Andrew Williams
16th November, 2010
Author Armistead Maupin, 66, is best known for his Tales Of The City novels which started as a column in the San Francisco Chronicle in 1976. He returned to the series after an 18-year break in 2007. The latest book in the series, Mary Ann In Autumn, is out now.
One of your new characters is a female-to-male transsexual. Did you have to do much research?
One of my friends is a transman who was enormously helpful when I was writing the character of Jake. He told me to ask whatever I wanted. I write about what’s going on around me.
Were you surprised by anything he told you?
I got a clearer vision of what it must be like to be someone who was born female but who now wants to be a man loving a man. That’s the situation with my character, Jake. He goes to gay bars looking for male companionship but doesn’t have the one thing a lot of the guys in the bars are looking for. That makes my own romantic quandaries pale by comparison. Gender and sexuality are completely fluid and independent of each other. I’ve been exploring that notion since 1976.
Weren’t your publishers unsure if they wanted to include the character in the last book?
That’s true. I had the same problem with Anna Madrigal, the male-to-female transgendered character, 34 years ago when Tales Of The City was written as a newspaper column. They refused to include the fact she was a transsexual until the column had been in print for at least a year. They thought it was possibly threatening to their readers.
Is it depressing you’re still facing the same issue 30 years on?
Publishers always trying to read the minds of the public. I had an editor and agent tell me I went too far in the last book when I got specific about gay sex. There were probably people who were put off by it but I don’t care. I’ve always tried to keep the story true to my own emotional landscape.

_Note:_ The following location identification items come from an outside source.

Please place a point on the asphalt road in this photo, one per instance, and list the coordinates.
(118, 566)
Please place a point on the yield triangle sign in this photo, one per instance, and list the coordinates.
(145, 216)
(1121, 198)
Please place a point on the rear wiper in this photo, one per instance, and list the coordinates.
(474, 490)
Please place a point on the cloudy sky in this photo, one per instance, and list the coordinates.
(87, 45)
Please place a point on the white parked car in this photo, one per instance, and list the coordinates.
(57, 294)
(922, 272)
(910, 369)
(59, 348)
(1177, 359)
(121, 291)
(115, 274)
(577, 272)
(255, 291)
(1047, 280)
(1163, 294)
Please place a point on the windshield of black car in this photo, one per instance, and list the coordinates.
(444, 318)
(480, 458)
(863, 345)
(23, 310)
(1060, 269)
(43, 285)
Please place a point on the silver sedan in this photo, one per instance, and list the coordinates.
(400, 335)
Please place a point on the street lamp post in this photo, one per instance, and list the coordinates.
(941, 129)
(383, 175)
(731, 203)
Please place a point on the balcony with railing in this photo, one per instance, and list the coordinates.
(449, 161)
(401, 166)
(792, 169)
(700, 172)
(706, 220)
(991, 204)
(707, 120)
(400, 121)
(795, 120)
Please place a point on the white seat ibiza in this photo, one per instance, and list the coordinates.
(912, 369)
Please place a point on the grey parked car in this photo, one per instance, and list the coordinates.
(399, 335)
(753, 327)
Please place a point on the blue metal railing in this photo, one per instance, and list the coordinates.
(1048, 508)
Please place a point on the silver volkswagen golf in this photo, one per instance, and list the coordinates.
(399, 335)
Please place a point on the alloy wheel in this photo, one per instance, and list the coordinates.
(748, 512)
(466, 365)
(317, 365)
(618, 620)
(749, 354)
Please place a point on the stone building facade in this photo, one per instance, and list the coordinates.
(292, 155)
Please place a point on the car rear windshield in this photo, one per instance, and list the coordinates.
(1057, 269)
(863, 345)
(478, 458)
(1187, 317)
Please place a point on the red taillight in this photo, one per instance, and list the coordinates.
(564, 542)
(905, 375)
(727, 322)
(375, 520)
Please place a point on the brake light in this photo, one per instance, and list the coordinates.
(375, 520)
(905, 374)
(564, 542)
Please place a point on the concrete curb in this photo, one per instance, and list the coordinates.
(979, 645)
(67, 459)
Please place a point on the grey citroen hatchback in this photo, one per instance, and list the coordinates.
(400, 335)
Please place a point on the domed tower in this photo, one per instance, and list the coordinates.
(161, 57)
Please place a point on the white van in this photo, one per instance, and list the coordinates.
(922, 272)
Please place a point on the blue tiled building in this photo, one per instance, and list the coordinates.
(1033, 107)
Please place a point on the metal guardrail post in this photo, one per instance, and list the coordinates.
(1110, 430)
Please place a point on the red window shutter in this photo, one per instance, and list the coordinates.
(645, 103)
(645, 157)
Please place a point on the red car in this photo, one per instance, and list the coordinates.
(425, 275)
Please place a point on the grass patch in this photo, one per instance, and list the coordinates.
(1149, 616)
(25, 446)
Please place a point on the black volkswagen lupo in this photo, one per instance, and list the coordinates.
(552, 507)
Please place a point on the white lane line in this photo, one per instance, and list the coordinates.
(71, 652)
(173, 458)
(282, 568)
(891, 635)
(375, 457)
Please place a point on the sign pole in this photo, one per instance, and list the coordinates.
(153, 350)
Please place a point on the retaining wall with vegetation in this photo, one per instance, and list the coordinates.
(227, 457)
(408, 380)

Have things got better or worse for the gay community in the US since you started the books?
It’s got both better and worse. People forget 35 years ago the subject of homosexuality was taboo. Now the subject is open and stories about people fighting for their rights are covered in the news. But as a consequence churches and politicians have become organised against it. In some ways they’ve made life more of a torture for gay teenagers today.
Is that what’s behind the recent spate of gay teenage suicides in the US?
Yes, it’s not about stopping bullying in schools it’s about stopping bullying in the pulpits. There’s a YouTube campaign called It Gets Better in which gay adults address gay kids. They’re saying ‘enough is enough’ and they’re supporting young people. Parents who rail against homosexuality in front of their children are, in the cases where those children are gay, committing child abuse. They’re torturing their children over something they can’t change.
Why’s the situation more extreme in the US than it is in Britain?
The fundamentalist sects don’t have a grip on your country the way they do on ours. You wisely threw out your Calvinist witch hunters 400 years ago but they landed in the US and have never gone away.
Do you have any unusual writing habits?
I write and re-write endlessly before I proceed with the next paragraph. Writers’ manuals often tell you to spill it all out and go back and re-write it but I don’t.
How’s the Tales Of The City musical going?
They’ve just done the first presentation and it’s set to open in June 2011. I wasn’t familiar with Jake Shears’s music before he was proposed as composer and he’s done a great job.
What’s been your most extravagant purchase?
I bought a small antique woven Native American basket for my husband for his birthday. The tribe that lives near us in the mountains made it and the dog ate it.
Mary Ann In Autumn published by Doubleday is out now.